9. La tesi del contribuente, secondo la quale l’Amministrazione finanziaria sarebbe incorsa in decadenza, risulta, quindi, alla luce dei principi sopra indicati, palesemente, infondata.

10. E’, invece, meritevole di accoglimento il secondo motivo di gravame.

11. Premesso, infatti, che l’istanza di rimborso riguardava sia i dividendi percepiti dalla società, che le ritenute bancarie afferenti il periodo d’imposta in contestazione, va rilevato che il giudice d’appello si è pronunciato ed ha preso in considerazione esclusivamente la mancata allegazione, da parte della società, delle certificazioni relative alle ritenute bancarie, senza vagliare la documentazione prodotta, ritualmente, nel giudizio di secondo grado, dalla contribuente in riferimento alle ritenute sui dividendi; e tale circostanza appare decisiva al fine di stabilire se, in relazione alle ritenute sui dividendi competesse il rimborso del credito d’imposta.

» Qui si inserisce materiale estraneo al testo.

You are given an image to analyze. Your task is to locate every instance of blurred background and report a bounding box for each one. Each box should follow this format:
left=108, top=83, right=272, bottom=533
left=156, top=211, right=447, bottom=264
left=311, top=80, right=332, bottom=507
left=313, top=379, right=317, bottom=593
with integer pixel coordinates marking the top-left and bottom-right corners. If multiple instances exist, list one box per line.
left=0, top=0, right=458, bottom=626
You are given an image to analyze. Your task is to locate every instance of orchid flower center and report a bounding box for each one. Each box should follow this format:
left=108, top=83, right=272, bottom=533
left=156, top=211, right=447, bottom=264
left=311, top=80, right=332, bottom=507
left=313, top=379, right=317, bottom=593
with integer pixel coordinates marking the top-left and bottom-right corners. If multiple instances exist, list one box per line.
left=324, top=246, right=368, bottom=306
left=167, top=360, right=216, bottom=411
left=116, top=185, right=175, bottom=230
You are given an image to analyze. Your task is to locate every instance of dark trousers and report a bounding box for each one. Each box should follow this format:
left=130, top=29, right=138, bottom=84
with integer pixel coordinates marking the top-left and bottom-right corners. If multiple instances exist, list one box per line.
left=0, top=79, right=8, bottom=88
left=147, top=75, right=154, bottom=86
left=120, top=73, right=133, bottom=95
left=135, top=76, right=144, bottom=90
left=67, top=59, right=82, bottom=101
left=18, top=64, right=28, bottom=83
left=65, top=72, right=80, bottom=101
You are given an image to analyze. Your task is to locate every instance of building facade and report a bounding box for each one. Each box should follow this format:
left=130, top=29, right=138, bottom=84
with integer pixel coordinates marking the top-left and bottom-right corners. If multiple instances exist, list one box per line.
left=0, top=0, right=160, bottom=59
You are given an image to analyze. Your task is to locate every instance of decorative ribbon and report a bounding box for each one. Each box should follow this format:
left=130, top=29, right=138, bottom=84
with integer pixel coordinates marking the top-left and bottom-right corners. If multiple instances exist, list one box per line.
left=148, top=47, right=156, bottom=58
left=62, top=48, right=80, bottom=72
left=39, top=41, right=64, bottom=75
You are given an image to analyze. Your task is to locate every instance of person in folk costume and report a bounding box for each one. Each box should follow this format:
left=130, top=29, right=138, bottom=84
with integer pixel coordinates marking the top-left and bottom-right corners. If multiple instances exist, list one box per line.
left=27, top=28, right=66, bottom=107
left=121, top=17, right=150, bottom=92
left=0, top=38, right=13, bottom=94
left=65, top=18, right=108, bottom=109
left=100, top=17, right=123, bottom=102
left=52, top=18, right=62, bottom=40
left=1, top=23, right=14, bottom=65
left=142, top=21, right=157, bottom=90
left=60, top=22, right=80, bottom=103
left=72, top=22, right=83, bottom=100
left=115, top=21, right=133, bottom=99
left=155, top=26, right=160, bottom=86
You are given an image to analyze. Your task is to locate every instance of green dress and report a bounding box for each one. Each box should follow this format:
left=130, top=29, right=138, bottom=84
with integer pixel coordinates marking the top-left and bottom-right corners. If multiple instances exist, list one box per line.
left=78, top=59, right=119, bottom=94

12. Ciò stante, il ricorso, entro i limiti di quanto precede, è meritevole di accoglimento, e la sentenza impugnata va, quindi, cassata con rinvio alla CTR del Lazio che, in diversa composizione provvederà, anche, alla liquidazione delle spese del presente giudizio.

P.Q.M.

La Corte accoglie il ricorso, cassa la sentenza impugnata, e rinvia alla CTR del Lazio che, in diversa composizione, provvederà, anche, alla liquidazione delle spese del presente giudizio.

Così deciso in Roma, nella Camera di consiglio, il 19 settembre 2019.